Tay Waller and DeWayne Reed are two names that stood out to Johnson thanks to the meetings they had with LSU in the past. Through 18 games, both senior guards are averaging over 10 points a night.

“They really spread the floor well and attack you four-on-one,” he said. “Waller and Reed caused us a lot of problems here and there last year, so obviously the most important thing for us is being able to limit their transition opportunities; close out on the threes, which is going be hard to do because of their speed and overall quickness.”

Through Alabama, South Carolina and Florida, LSU saw press defense each night out. Johnson said that while the press should come out once more on Wednesday, the execution would be unlike anything the Tigers have seen thus far.
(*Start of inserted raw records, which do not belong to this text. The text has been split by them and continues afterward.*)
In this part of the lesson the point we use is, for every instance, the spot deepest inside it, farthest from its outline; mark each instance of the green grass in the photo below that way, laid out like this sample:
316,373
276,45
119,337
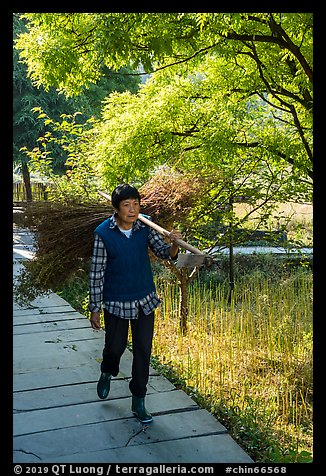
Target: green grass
248,362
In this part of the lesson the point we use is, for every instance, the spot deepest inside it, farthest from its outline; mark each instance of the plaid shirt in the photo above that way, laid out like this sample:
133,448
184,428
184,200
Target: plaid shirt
125,309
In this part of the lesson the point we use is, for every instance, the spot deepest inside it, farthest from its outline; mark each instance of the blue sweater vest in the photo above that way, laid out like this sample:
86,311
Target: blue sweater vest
128,274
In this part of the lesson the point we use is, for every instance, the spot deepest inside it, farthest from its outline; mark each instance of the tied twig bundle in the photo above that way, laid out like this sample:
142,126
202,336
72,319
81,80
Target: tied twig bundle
64,241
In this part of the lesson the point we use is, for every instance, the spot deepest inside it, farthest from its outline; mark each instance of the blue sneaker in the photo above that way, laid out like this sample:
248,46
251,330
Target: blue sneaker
103,385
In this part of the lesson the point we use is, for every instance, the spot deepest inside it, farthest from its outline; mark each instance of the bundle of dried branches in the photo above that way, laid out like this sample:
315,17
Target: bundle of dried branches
64,240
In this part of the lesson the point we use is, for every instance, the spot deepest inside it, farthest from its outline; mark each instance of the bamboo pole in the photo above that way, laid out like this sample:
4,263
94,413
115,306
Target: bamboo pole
161,230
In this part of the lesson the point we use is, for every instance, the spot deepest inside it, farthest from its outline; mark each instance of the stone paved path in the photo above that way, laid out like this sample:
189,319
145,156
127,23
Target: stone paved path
58,417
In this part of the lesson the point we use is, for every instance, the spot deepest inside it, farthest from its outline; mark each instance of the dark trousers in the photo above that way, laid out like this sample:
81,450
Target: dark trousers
116,339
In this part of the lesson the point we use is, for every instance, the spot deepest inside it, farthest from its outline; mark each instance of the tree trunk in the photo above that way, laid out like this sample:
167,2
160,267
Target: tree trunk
27,182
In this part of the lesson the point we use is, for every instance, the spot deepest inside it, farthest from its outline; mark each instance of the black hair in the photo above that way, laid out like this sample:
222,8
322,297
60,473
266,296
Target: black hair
123,192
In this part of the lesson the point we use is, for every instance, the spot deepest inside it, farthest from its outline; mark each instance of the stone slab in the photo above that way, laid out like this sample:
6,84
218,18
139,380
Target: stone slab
117,434
117,407
81,393
207,449
36,328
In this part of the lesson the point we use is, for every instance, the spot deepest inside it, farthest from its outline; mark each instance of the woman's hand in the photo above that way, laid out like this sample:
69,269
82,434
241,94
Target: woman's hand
95,320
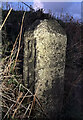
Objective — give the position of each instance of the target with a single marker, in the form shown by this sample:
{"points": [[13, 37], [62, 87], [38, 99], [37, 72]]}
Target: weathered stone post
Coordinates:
{"points": [[0, 64], [50, 50]]}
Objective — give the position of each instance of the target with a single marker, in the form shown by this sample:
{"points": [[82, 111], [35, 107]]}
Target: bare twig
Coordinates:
{"points": [[5, 19], [8, 111]]}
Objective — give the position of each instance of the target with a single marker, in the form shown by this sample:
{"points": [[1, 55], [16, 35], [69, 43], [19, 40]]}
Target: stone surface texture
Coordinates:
{"points": [[48, 64]]}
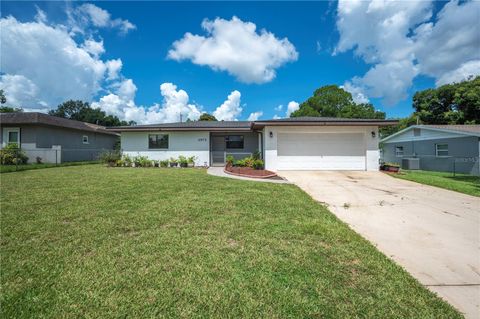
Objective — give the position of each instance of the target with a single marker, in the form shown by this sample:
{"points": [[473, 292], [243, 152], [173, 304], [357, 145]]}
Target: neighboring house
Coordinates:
{"points": [[445, 148], [304, 143], [55, 139]]}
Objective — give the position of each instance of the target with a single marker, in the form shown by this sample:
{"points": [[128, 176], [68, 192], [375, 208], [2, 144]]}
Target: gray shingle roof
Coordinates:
{"points": [[44, 119], [248, 125]]}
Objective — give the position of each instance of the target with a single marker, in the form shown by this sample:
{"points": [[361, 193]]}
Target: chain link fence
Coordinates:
{"points": [[13, 159], [452, 164]]}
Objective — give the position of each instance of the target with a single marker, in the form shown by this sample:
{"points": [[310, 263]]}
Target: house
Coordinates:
{"points": [[303, 143], [447, 148], [53, 139]]}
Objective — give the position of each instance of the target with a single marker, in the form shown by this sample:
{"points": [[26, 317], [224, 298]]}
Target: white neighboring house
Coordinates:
{"points": [[302, 143]]}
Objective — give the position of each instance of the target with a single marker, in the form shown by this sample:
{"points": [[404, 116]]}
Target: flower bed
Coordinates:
{"points": [[249, 172]]}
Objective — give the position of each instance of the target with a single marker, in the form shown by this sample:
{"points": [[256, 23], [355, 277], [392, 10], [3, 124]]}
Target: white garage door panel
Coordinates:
{"points": [[321, 151]]}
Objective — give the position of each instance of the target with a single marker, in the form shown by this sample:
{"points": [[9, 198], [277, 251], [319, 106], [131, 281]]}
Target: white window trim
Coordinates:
{"points": [[148, 141], [6, 134], [396, 153], [437, 150]]}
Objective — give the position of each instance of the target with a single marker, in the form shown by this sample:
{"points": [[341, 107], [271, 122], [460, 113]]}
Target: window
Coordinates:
{"points": [[234, 141], [441, 149], [158, 141], [13, 137], [398, 151]]}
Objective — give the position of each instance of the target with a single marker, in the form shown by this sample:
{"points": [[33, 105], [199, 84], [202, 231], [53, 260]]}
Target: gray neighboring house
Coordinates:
{"points": [[55, 139], [444, 148]]}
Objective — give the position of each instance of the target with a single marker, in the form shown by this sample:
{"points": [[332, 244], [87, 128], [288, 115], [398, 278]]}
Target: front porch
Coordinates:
{"points": [[236, 144]]}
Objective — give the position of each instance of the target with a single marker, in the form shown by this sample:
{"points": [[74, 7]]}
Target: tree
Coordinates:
{"points": [[457, 103], [333, 101], [82, 111], [207, 117]]}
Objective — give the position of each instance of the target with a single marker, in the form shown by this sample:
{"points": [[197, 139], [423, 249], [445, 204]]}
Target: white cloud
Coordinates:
{"points": [[400, 41], [113, 68], [175, 105], [47, 58], [86, 14], [235, 46], [40, 16], [292, 107], [230, 109], [93, 47], [254, 116]]}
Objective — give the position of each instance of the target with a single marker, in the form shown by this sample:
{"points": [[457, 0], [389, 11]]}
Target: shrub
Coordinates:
{"points": [[110, 157], [164, 163], [142, 161], [183, 161], [191, 160]]}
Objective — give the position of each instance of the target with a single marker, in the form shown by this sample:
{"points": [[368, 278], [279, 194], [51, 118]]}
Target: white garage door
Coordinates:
{"points": [[321, 151]]}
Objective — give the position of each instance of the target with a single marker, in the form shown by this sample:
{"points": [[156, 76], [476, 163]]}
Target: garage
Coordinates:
{"points": [[321, 151]]}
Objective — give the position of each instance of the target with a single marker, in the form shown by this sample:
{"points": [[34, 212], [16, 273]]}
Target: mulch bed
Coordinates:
{"points": [[249, 172]]}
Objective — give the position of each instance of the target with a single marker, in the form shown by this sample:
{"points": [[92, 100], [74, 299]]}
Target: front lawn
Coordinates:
{"points": [[25, 167], [466, 184], [91, 241]]}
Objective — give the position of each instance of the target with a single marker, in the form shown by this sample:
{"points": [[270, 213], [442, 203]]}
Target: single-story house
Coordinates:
{"points": [[302, 143], [55, 139], [447, 148]]}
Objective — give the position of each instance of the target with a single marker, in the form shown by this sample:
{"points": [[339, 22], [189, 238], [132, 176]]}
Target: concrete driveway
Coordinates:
{"points": [[431, 232]]}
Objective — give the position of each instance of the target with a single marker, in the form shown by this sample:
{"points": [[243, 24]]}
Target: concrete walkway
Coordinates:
{"points": [[218, 171], [433, 233]]}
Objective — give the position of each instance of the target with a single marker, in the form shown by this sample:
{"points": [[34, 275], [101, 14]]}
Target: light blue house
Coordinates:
{"points": [[447, 148]]}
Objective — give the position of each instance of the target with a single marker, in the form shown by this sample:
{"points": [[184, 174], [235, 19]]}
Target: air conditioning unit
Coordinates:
{"points": [[411, 163]]}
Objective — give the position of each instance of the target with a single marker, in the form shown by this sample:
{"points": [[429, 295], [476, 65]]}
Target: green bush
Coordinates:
{"points": [[258, 164], [11, 155], [230, 160], [164, 163], [110, 157]]}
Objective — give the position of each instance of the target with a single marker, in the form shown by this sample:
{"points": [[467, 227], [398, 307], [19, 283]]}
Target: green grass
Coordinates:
{"points": [[25, 167], [466, 184], [91, 241]]}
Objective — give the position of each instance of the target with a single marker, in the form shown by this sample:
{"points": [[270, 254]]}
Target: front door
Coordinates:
{"points": [[218, 150]]}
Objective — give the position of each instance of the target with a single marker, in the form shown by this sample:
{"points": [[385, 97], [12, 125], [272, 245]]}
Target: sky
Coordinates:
{"points": [[154, 62]]}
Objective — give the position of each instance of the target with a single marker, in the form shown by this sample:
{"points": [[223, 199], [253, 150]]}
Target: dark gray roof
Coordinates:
{"points": [[194, 125], [249, 125], [44, 119]]}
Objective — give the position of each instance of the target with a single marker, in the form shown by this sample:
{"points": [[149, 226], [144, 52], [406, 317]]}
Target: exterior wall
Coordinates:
{"points": [[57, 144], [179, 143], [370, 143], [460, 146], [250, 143]]}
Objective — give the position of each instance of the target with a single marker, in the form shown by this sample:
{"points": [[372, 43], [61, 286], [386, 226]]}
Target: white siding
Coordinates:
{"points": [[179, 143]]}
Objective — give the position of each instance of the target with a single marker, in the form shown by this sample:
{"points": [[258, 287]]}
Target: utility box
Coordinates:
{"points": [[410, 163]]}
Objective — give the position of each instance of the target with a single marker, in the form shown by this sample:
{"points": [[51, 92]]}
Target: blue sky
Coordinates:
{"points": [[312, 28]]}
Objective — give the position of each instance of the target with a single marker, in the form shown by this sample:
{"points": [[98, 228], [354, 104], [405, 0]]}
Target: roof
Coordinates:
{"points": [[44, 119], [249, 125], [189, 126], [311, 120], [466, 129]]}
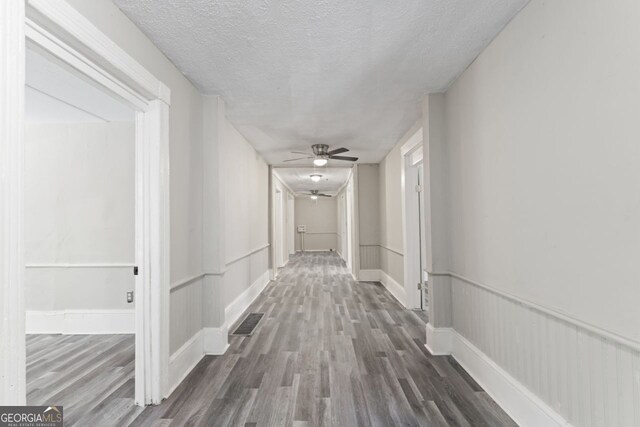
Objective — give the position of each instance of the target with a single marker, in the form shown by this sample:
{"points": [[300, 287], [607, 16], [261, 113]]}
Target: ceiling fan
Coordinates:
{"points": [[315, 193], [321, 154]]}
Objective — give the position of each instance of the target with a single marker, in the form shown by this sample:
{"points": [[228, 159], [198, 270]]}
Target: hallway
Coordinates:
{"points": [[329, 351]]}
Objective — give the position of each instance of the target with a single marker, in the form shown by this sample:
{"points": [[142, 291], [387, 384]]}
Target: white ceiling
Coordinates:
{"points": [[299, 181], [53, 94], [342, 72]]}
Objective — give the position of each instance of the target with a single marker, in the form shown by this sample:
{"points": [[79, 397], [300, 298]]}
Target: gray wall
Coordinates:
{"points": [[321, 218], [543, 213]]}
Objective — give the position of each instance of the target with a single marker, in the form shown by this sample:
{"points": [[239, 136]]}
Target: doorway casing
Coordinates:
{"points": [[56, 29], [413, 233]]}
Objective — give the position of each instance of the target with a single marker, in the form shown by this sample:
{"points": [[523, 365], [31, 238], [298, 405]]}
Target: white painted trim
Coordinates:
{"points": [[415, 140], [397, 252], [71, 322], [565, 317], [55, 27], [79, 265], [183, 360], [248, 254], [184, 282], [522, 405], [12, 305], [411, 219], [393, 287], [215, 340], [439, 340], [137, 80], [234, 310], [284, 184], [377, 275], [518, 402], [369, 276]]}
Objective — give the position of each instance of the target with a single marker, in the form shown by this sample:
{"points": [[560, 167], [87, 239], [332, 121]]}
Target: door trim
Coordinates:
{"points": [[62, 33]]}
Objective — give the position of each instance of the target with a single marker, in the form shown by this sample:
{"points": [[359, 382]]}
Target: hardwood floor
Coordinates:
{"points": [[91, 376], [329, 351]]}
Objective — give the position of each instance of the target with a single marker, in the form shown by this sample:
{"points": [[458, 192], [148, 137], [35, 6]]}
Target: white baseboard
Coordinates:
{"points": [[387, 281], [518, 402], [91, 322], [439, 340], [234, 310], [215, 340], [394, 287], [369, 275], [182, 362]]}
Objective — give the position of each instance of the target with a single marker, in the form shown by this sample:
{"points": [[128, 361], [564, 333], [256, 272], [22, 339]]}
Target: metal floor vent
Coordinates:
{"points": [[248, 325]]}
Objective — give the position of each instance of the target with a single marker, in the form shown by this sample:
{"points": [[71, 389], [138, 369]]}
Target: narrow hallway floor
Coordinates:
{"points": [[329, 351]]}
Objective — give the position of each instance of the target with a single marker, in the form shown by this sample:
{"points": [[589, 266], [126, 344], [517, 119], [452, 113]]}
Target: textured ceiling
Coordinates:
{"points": [[55, 95], [299, 181], [342, 72]]}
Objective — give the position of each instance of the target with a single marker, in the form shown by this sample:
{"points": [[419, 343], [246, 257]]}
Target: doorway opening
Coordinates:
{"points": [[79, 217], [413, 201], [59, 33], [318, 206]]}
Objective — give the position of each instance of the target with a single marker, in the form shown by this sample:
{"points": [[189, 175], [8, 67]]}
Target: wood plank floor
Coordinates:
{"points": [[91, 376], [329, 351]]}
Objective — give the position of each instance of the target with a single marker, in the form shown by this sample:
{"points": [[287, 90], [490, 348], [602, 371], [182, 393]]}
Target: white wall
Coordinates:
{"points": [[79, 212], [320, 217], [245, 184], [391, 237], [544, 162], [287, 226], [544, 213], [185, 162]]}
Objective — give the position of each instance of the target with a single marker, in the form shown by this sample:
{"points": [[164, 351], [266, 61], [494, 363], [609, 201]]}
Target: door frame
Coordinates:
{"points": [[291, 236], [56, 29], [411, 154]]}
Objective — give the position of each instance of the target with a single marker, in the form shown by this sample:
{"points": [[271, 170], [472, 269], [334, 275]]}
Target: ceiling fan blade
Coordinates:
{"points": [[337, 151], [351, 159], [299, 158]]}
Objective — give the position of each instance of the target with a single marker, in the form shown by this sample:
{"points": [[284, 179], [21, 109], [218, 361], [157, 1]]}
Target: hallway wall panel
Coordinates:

“It's more of a run and jump out of a man, and they'll be on the half court and do anything they can out of a man to speed you up,” he said. “The thing is when you look at the shooting percentages from [three-point range], they are down; but when you look at them on tape you see these guys are shooting with a high level of confidence and continue to be aggressive, which concerns me.

“You look at us and our shooting percentages, which are extremely low, and our guys aren't shooting the basketball with a level of confidence,” he added. “That's a scary thing when you start talking about a team like Auburn.”

The two sides will tip off at 7 p.m. at the Pete Maravich Assembly Center.